Four months after the final ratification took place in Canada, The United States-Mexico-Canada Agreement (USMCA) became effective on Wednesday, July 1, 2020 as the successor of the North American Free Trade Agreement (NAFTA). The purpose of the new agreement is to support “North American manufacturing and mutually beneficial trade.”
There have been several key changes that allow for economic growth for the United States, and the trucking industry is one of the main benefactors. With the USMCA, 75% of auto parts of a vehicle (including trucks) are required to be made in North America, which closes the gap in NAFTA that incentivized low wages in the production of automobiles and its parts; with this stipulation, truck manufacturers like Freightliner and Mack will greatly benefit.
The trucking industry will become busier and see direct growth with now more relaxed trade restrictions and increased emphasis on domestic production and manufacturing. More U.S. agricultural products will be allowed into Canada. The full range of U.S. dairy products will have unprecedented market access into Canada as well.

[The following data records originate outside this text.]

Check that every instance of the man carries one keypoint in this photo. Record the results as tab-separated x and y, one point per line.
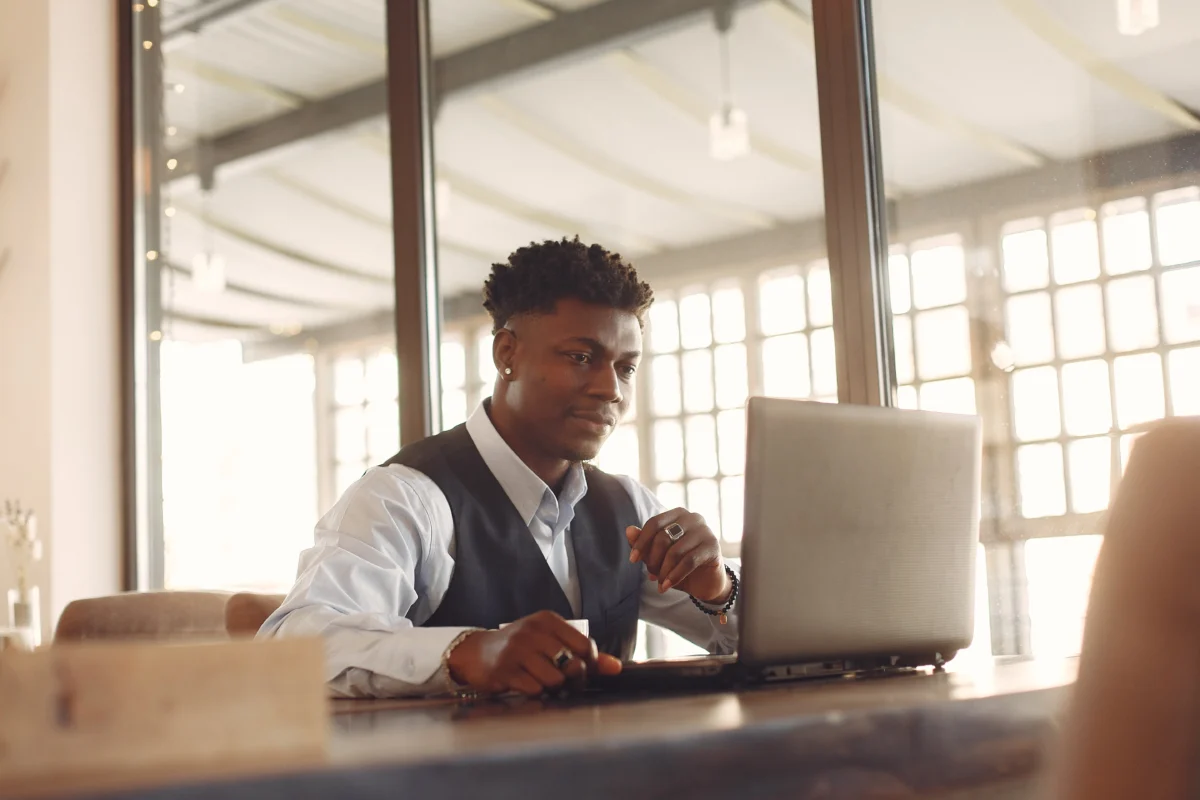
502	521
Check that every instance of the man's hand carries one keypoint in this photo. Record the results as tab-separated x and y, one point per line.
691	564
521	657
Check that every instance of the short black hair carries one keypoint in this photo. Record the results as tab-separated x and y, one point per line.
537	277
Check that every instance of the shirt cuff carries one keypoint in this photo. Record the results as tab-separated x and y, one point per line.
415	655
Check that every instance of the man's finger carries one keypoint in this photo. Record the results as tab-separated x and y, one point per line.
522	681
688	564
676	555
691	523
561	630
543	671
652	527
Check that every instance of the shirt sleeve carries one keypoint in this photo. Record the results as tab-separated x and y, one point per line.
673	609
357	588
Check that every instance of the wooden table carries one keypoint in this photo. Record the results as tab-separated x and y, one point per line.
907	735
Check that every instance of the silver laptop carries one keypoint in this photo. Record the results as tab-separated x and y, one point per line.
859	543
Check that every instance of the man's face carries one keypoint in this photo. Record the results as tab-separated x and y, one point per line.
573	376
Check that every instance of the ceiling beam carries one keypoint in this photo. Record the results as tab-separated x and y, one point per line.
570	36
193	19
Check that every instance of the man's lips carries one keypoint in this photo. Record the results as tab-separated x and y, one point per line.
595	419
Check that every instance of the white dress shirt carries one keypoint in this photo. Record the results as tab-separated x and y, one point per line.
384	555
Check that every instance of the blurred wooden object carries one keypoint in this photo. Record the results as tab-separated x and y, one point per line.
112	715
166	615
1134	727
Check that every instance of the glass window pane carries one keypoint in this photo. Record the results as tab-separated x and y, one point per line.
705	498
1127	236
901	342
954	396
664	326
667	450
1181	305
1133	318
729	316
695	322
383	431
454	364
1186	382
1179	232
939	276
1036	403
781	304
1091	474
383	376
454	408
820	294
1041	480
619	455
671	495
697	380
943	343
1086	401
349	382
825	364
785	366
351	434
731	435
1080	322
1025	259
1127	444
665	380
701	432
1139	379
732	509
898	277
732	385
1060	582
486	362
1077	250
1030	329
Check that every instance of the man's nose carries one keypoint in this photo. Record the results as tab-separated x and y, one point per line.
606	384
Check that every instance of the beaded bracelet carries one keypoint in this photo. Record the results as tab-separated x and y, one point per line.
723	614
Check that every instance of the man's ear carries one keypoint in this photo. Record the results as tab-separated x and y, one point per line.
504	353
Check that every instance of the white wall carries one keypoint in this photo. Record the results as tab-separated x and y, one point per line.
59	342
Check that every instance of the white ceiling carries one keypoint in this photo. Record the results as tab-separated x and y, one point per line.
616	146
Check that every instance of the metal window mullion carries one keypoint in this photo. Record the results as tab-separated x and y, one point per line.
1157	270
1109	356
417	301
1053	292
856	234
323	409
754	335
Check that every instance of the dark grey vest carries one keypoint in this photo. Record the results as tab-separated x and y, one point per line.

American truckers will get a home-field advantage with this new agreement, by reducing foreign competition with Mexican drivers. The USMCA specifies that a Mexican carrier cannot haul freight when both the origin point and destination are in the United States. Limiting foreign competition while allowing more agricultural trade into Canada will surely keep the American trucking industry busy. Cross-border truckers will see wait time begin to decrease by allowing more opportunities for trucking companies to gain the necessary authorities for speedier customs.
With increasing steel and aluminum prices in the United States, the future is unclear. Increasing the percentage of a vehicle’s auto parts to 75% can produce more much-needed jobs for Americans. If the 75% percentage is not met, then car manufacturers would have to pay a tariff. Restructuring the supply and logistics chain would take about 5-10 years to meet the 75% requirement and minimize costs. If the restructuring isn’t worth it to the eyes of the manufacturers, they would have to pay more out of pocket through the tariffs and maintain current operations.
USMCA is subject to review by the three countries every six years where they can decide to extend the agreement. It also has a sunset clause where in 16 years, the agreement expires.